I have always been drawn towards borderland encounters where the distinction between what is ‘inner’ or ‘outer’ becomes ambivalent. It’s a recurring theme in my research and has taken the form of ambient communication interfaces as well as cinematic depictions of journeys between worlds. 

Underneath, I’m driven by the wish to connect with people, beings and phenomena that exist, in some way, just beyond the periphery of my lifeworld. This could be a family member who is ideologically drifting apart, or my daily environments which I come to take for granted and stop attending to. The reasoning goes: If we manage to encounter each other in this liminal zone that is neither you nor me, there is a possibility that our lifeworlds and sense of ‘home’ mutually expand. 

To better grasp this process, I keep on returning to the notion of ‘affective atmospheres’ which is a kind of half-entity (or borderland-being) that emerges when two incommensurable things come together: the material properties of the world, and our individual, subjective perceptions. We could be talking about the atmosphere of a person, a space or an entire society, and approach it both as something transient or ‘characteristic’. The interesting part with affective atmospheres is that they can be designed for, shifted and interrupted, and thus can be intentionally engaged with. It can sound overly conceptual but actually it helps me embrace something very carnal and real.

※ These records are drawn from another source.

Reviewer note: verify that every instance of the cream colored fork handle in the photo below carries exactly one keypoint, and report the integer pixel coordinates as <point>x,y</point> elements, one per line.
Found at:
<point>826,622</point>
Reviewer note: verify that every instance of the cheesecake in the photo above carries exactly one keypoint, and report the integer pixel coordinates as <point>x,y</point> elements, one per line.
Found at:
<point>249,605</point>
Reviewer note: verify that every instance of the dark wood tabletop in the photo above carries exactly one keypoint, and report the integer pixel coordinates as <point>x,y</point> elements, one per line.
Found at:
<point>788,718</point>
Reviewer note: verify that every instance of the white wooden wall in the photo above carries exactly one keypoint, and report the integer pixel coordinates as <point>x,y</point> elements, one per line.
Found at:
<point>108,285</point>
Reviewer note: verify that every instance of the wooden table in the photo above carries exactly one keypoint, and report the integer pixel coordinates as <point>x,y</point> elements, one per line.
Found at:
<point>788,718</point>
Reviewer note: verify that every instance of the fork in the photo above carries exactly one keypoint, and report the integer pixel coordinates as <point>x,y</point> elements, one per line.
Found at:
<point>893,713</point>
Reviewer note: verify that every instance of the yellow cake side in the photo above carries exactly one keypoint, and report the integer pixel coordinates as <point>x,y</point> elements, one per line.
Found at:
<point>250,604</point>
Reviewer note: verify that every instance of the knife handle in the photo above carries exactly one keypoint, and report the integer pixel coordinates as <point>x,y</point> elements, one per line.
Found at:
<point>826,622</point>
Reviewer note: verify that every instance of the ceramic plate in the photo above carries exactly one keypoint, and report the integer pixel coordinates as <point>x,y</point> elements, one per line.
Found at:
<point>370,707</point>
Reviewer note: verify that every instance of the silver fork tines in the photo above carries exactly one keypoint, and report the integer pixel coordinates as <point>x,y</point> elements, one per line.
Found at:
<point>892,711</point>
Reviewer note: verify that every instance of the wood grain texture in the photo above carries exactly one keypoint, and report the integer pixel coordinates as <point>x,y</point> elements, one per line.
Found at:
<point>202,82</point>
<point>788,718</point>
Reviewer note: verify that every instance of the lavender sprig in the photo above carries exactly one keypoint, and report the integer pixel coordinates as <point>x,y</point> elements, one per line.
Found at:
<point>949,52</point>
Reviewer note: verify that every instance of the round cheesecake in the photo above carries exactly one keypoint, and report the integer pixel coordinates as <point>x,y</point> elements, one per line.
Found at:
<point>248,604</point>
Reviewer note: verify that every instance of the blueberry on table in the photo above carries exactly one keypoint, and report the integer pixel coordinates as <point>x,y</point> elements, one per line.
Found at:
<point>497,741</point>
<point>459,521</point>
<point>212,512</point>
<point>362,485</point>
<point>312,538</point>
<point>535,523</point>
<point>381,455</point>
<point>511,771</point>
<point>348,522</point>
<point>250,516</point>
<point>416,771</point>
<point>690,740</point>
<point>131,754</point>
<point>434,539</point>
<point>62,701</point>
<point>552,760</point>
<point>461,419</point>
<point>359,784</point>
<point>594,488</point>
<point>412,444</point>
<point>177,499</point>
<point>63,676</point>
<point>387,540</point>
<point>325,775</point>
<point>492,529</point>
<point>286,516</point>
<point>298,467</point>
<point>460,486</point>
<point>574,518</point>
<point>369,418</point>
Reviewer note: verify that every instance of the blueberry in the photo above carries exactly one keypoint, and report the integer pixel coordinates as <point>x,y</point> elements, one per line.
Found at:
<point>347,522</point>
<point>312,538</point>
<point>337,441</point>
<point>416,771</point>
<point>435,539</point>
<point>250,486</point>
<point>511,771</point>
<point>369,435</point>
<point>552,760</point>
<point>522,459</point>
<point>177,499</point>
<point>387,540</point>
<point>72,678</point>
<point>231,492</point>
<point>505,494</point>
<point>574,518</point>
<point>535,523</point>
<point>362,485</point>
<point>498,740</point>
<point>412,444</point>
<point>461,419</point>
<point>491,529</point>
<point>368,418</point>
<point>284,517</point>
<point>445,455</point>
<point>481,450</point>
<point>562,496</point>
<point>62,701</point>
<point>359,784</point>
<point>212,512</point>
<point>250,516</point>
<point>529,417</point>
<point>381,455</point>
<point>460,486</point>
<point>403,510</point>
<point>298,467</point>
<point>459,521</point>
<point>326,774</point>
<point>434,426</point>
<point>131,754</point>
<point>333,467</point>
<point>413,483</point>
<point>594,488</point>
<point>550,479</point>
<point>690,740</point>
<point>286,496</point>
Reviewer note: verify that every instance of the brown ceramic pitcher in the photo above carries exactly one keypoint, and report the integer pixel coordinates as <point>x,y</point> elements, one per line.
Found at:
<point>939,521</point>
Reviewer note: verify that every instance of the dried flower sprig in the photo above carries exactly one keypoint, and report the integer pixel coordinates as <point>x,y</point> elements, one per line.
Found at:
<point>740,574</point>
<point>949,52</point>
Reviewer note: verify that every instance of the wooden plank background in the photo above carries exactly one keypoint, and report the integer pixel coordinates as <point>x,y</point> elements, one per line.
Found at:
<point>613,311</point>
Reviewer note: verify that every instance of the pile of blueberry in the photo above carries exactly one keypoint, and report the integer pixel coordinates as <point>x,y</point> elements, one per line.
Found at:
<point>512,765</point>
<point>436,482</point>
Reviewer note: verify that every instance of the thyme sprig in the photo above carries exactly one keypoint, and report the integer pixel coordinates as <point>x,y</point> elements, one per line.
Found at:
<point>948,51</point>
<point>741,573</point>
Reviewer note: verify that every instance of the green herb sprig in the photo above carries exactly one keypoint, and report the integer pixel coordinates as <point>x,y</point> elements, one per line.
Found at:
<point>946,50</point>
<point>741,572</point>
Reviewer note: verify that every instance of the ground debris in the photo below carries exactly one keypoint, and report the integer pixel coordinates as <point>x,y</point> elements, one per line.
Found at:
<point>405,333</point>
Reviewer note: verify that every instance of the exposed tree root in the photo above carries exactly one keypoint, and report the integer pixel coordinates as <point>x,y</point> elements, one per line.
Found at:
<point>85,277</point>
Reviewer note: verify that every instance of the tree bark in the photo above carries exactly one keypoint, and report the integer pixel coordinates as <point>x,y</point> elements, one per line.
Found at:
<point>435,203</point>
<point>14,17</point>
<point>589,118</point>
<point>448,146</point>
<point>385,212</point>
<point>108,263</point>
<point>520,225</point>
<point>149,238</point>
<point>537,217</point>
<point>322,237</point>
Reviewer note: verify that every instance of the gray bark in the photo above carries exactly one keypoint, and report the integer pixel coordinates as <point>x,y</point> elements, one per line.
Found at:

In more concrete terms, my collaborative research advances through a cycle of interlinked projects and takes often the form of cinematic fiction or other time-based media. For example, together with Victor Evink as Liminal Vision, we developed between 2019-2021 three co-existing society models set in 2041, building on contrasting, presently emerging ideas of ‘successful’ or ‘just’ systems. As an evolution in 2021-2022, our focus shifted towards the personal, psychological process of embodying value paradigms and shifting between them in the present, resulting in a fiction film and dance performance. 

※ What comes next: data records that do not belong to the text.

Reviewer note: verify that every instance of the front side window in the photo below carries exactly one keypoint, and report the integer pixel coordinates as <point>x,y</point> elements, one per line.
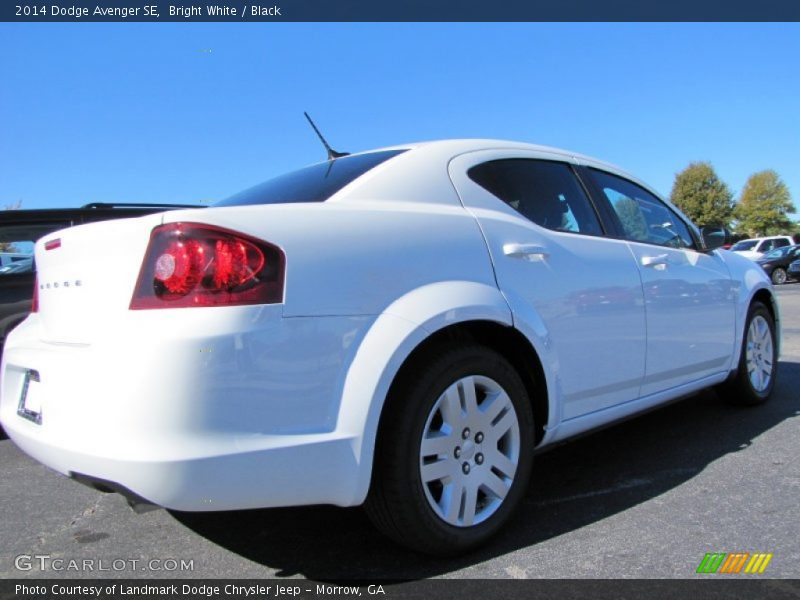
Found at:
<point>644,218</point>
<point>545,192</point>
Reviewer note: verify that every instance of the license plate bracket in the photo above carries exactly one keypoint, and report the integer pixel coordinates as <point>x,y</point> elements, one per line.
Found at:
<point>30,400</point>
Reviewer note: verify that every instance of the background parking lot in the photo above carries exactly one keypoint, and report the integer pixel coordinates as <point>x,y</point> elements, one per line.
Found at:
<point>647,498</point>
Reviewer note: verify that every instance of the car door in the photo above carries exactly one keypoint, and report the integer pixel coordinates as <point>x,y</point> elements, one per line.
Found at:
<point>688,293</point>
<point>552,260</point>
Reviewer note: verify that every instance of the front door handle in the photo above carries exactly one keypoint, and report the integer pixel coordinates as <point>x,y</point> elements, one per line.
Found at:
<point>654,261</point>
<point>530,252</point>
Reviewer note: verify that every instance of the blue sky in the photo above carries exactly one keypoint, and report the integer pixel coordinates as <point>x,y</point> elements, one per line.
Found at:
<point>189,112</point>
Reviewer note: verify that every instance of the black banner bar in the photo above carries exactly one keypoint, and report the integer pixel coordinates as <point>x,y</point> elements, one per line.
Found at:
<point>300,589</point>
<point>398,10</point>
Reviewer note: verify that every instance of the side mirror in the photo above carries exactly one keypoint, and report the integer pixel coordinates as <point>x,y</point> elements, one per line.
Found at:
<point>715,237</point>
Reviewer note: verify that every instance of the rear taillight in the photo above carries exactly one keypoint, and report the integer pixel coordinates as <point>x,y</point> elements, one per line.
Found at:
<point>191,264</point>
<point>35,303</point>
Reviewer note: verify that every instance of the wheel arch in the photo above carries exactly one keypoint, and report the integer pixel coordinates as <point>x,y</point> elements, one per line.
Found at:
<point>445,312</point>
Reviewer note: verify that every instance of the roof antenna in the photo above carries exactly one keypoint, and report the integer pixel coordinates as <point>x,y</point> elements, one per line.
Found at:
<point>332,154</point>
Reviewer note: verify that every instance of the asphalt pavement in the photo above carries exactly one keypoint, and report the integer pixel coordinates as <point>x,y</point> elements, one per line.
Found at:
<point>644,499</point>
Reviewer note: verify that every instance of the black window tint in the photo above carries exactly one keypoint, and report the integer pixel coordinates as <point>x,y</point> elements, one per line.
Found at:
<point>644,218</point>
<point>16,246</point>
<point>316,183</point>
<point>545,192</point>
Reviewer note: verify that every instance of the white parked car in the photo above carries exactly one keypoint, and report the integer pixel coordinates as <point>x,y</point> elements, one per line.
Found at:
<point>755,248</point>
<point>401,328</point>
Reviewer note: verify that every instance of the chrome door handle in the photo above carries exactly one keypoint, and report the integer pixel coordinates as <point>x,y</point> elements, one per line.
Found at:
<point>654,261</point>
<point>526,251</point>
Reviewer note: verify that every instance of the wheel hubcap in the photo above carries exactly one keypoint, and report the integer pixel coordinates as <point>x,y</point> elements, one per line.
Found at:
<point>759,354</point>
<point>469,451</point>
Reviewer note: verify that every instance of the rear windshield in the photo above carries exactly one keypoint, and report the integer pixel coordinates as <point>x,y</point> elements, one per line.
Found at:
<point>316,183</point>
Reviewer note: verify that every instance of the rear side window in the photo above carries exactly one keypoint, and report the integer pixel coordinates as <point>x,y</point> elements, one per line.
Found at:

-How does your background in industrial design influence your practice and what made you switch to film?

During my studies in collaborative and industrial design at the Aalto University in Helsinki, this inquiry into borderland states found an expression in hands-on prototyping with tangible- and ambient interfaces. For example, I would experiment mediating biophysical data into changes of atmosphere in another space. While these concrete experiments allowed me to alter the perception of my body and surroundings, I experienced a limit in individual prototypes for exploring scenarios in which an idea or technology has normalized in a larger social system. I had previous experience with filmmaking, mainly assisting in music- and fashion related productions as well as documentary, yet it was in the middle of my design studies that I found myself making ‘design fictions’ in which the interfaces that I was previously building existed instead as diegetic prototypes within the inner logic of a storyworld. Later, during my time at the Sandberg Institute in Amsterdam, I fell in love with cinema also for its poetic and sensuous possibilities for approaching ‘the ineffable’ in a broad sense.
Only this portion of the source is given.